World Line

AWS Key Server

with 15 comments

It’s the last day of 2010, and as an AWS fan there’s a lot to reflect on from the last year. There’s been several new SDKs, a couple of new services, more than twice as many consoles as there were this time last year, and so many major improvements to existing services that if I linked them all, every word in this post would be blue. It’s been really exciting, and nobody could have predicted half of this stuff in 2009.

With that in mind, I’m still going to go ahead and make a bold prediction: I believe, when all is said and done, that the most important release of 2011 will end up being the AWS Identity and Access Management (IAM) service, which is currently still in “Preview Beta”. I don’t know what else 2011 will bring, but I’d be surprised to see anything top this.

This needs justification, of course, since the beta has been proceeding with extremely little fanfare and very few of the AWS community have been talking about it. I think this is because it hasn’t been interpreted right yet; people (including Amazon’s own documentation[2]) still only refer to its ability to split up developers’ access to the account, so that testers can only access test instances, database maintainers can only access RDS operations, etc. This is all well and good, but by itself is not the reason I’m excited about IAM.

To explain, I have to bring up the pair of Mobile SDKs (Android and iOS) released earlier this month. They have an inherent critical flaw: credential management. If you want to write a mobile application that uses AWS services (but not on behalf of the user), you need to, at some point, have your credentials in memory on the device. You can try to obfuscate them, or minimize the amount of time it happens using various tricks like downloading them to SQLCipher-encrypted SQLite blocks, but at the end of the day, the request has to be signed on the device. This presents a problem because a skilled and determined attacker can run your APK in a simulator and read out your credentials no matter how well you’ve obfuscated them. You can try proxying all your requests through a server that does the signing, but that defeats the purpose of using AWS services in the first place — now you have another hop which can be a point of failure, latency, maintenance, which needs to be scaled, etc. I know this is a problem people are actually concerned about, because I’ve spent time answering questions about it in several places.

IAM solves this problem beautifully. It allows you to programatically create low-privileged user accounts on demand for every user of your mobile application, thereby resolving the problem of storing credentials by making the credentials worthless! The advantages are many:

  • Prevents abusing the account in any way other than what could have been done from the application anyway.
  • Allows you to control access through registration, paywalls, etc.
  • Allows you to individually disable abusive accounts.
  • Immediately provides fine-grained permissions control (like only allowing DeleteObject requests on S3 objects created by the same sub-account — the same functionality on a single account would require complicated bookkeeping somewhere else other than S3)
  • Provides a crude form of analytics. You’ll at least have an upper bound on the number of unique users, and roughly how heavily each one is using it.

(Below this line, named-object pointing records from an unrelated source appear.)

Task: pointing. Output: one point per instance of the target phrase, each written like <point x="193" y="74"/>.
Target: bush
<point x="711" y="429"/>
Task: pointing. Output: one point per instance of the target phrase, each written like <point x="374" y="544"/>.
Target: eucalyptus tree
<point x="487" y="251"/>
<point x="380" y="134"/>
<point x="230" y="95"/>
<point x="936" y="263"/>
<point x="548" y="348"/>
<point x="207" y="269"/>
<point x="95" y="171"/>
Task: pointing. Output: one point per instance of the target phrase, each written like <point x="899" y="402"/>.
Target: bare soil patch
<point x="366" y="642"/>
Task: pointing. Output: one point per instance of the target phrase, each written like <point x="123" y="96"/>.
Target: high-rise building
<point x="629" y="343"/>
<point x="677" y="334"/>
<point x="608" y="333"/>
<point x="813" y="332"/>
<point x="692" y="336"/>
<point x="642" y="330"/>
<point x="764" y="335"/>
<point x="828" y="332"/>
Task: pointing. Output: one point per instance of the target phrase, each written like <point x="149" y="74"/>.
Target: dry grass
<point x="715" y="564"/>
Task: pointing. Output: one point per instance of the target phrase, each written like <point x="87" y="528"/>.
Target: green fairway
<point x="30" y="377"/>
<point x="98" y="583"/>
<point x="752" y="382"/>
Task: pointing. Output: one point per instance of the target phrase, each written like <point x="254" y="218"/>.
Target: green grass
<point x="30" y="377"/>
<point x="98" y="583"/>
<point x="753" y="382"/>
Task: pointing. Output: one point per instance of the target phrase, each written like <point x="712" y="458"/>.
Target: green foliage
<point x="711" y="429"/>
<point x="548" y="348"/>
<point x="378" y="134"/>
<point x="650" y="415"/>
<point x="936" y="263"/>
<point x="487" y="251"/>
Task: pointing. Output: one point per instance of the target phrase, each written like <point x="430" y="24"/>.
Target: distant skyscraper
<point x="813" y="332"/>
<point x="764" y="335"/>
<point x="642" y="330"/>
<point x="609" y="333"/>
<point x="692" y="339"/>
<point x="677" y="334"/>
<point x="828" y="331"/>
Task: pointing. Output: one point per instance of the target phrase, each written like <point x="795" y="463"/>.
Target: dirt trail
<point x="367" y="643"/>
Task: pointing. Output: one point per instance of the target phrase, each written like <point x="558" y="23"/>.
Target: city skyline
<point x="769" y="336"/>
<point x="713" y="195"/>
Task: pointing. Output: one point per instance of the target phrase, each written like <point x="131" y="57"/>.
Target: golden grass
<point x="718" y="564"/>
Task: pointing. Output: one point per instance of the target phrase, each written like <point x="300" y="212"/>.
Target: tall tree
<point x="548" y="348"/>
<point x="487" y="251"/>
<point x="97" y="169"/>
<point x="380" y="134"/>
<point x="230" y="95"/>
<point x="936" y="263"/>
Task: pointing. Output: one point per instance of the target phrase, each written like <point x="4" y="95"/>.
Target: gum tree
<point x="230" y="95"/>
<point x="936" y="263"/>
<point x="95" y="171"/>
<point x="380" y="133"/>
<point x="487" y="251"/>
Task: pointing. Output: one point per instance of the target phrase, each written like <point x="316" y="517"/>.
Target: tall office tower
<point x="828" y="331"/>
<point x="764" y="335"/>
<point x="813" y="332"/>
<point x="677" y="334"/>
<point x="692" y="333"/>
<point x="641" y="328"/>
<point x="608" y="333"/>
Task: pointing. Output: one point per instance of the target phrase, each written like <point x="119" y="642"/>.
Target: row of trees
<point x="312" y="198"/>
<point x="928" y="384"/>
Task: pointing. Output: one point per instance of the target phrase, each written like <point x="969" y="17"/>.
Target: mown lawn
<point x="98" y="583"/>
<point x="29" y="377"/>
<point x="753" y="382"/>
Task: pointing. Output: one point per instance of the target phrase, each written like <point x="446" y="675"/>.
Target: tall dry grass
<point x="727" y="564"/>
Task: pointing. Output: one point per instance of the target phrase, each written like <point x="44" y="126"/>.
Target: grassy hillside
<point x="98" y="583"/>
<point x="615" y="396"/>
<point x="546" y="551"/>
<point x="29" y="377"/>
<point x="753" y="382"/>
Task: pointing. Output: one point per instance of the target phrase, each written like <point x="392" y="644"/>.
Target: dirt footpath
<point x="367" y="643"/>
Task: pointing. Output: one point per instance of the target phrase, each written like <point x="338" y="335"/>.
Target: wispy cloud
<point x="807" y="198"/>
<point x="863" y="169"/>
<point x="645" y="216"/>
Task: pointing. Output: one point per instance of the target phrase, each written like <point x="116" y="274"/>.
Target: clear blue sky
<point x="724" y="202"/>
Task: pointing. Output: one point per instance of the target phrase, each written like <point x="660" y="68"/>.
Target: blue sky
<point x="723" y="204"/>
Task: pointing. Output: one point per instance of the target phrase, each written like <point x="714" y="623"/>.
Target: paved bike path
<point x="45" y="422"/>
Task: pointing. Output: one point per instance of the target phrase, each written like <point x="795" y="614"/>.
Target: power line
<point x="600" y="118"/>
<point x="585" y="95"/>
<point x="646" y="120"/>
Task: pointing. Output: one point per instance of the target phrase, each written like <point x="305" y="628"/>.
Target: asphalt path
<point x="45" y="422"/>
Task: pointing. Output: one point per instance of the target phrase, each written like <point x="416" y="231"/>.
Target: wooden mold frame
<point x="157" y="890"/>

To demonstrate how neatly IAM works, I’ve created a proof-of-concept awskeyserver project on GitHub. It’s a Google App Engine service that creates on-demand IAM accounts through a RESTful interface. By default it gives them out to everyone, so hitting http://awskeyserver.appspot.com/create_user?group=Users will return something like AKIAIFY7K3N4Y6OE2DLQ:dGV6MHs3pMjRkT4RZmwnOZndOJG75FyOjpeQYVFA, which are the access credentials for an account in the Users group. In this case, the Users group has precisely no permissions, so it's no big deal that I just posted those on my public blog (a few months ago that would've been a code-red disaster!). A mobile app can cache that and use it for the lifetime of the installation.

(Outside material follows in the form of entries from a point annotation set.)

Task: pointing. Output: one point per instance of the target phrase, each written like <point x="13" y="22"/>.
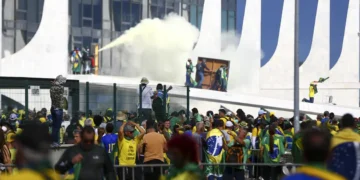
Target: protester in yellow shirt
<point x="312" y="92"/>
<point x="127" y="145"/>
<point x="347" y="134"/>
<point x="32" y="152"/>
<point x="222" y="114"/>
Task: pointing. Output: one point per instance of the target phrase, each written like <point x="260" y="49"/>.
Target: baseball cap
<point x="229" y="124"/>
<point x="128" y="128"/>
<point x="261" y="112"/>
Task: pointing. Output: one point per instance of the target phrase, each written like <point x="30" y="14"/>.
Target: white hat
<point x="229" y="124"/>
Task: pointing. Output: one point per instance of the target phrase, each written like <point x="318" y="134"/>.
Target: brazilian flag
<point x="214" y="154"/>
<point x="114" y="153"/>
<point x="321" y="80"/>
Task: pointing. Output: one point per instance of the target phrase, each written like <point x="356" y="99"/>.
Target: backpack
<point x="235" y="154"/>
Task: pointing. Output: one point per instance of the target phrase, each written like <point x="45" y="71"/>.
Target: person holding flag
<point x="214" y="154"/>
<point x="313" y="90"/>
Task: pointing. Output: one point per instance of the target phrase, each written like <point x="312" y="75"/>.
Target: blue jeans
<point x="57" y="117"/>
<point x="215" y="85"/>
<point x="201" y="79"/>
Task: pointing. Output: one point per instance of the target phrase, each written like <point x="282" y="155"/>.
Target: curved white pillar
<point x="209" y="42"/>
<point x="346" y="70"/>
<point x="278" y="72"/>
<point x="46" y="55"/>
<point x="245" y="69"/>
<point x="317" y="63"/>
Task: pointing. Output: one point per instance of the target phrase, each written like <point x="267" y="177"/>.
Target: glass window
<point x="161" y="3"/>
<point x="126" y="11"/>
<point x="224" y="4"/>
<point x="87" y="10"/>
<point x="161" y="11"/>
<point x="170" y="3"/>
<point x="231" y="21"/>
<point x="76" y="15"/>
<point x="95" y="40"/>
<point x="22" y="4"/>
<point x="224" y="20"/>
<point x="153" y="11"/>
<point x="116" y="8"/>
<point x="87" y="42"/>
<point x="40" y="10"/>
<point x="87" y="23"/>
<point x="200" y="10"/>
<point x="193" y="15"/>
<point x="20" y="15"/>
<point x="97" y="17"/>
<point x="77" y="38"/>
<point x="154" y="2"/>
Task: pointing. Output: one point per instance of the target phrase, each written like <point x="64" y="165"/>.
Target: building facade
<point x="98" y="22"/>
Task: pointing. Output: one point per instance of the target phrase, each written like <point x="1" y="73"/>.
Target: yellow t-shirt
<point x="311" y="91"/>
<point x="127" y="149"/>
<point x="224" y="120"/>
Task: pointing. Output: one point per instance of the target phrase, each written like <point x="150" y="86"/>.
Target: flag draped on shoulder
<point x="214" y="153"/>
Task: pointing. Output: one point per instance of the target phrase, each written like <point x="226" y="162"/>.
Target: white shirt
<point x="146" y="97"/>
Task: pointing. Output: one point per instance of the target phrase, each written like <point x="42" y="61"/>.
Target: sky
<point x="271" y="13"/>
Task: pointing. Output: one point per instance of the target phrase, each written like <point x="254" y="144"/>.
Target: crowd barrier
<point x="254" y="168"/>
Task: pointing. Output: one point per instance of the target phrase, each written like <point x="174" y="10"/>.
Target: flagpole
<point x="296" y="68"/>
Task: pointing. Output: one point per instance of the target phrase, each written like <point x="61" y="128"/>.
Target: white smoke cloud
<point x="244" y="62"/>
<point x="156" y="49"/>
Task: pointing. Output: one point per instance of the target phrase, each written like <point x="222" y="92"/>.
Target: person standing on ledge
<point x="57" y="104"/>
<point x="189" y="70"/>
<point x="312" y="92"/>
<point x="200" y="69"/>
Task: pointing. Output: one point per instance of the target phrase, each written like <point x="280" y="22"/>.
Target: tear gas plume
<point x="156" y="49"/>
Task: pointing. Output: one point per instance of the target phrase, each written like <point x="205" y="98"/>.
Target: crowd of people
<point x="154" y="144"/>
<point x="190" y="146"/>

But that's not all! If you're noticing way too many requests for accounts, you can just edit permissions.py and add a CaptchaValidator() policy handler to the Users group. Once you do that, the previous request will instead return something like 03AHJ_VuueXyjZt-oM2Bf1K3c8rfsb_NHnjRQPLKDL0Vc1GhYs4LFmcuEYdBTfpGfYJbtRVwNL-OXeuAyApuHqrZ_J90i3qLJDHKepDFGIGTGQR8f1sRQpIchSDowHQHZczdbeLEdJPmR5Paiq_XjwzcJMMrZ4d1UHXQ, which is a reCAPTCHA challenge id. If you look that URL up in reCAPTCHA it'll provide you with a captcha image, whose response has to be filled in (along with the challenge id) to the recaptcha_challenge_field and recaptcha_response_field query parameters to awskeyserver. Only then will it cough up the credentials, giving you a way to stem the flow. Captcha's are one simple way of doing that, but I'll be adding more context-aware validators to awskeyserver as time goes on.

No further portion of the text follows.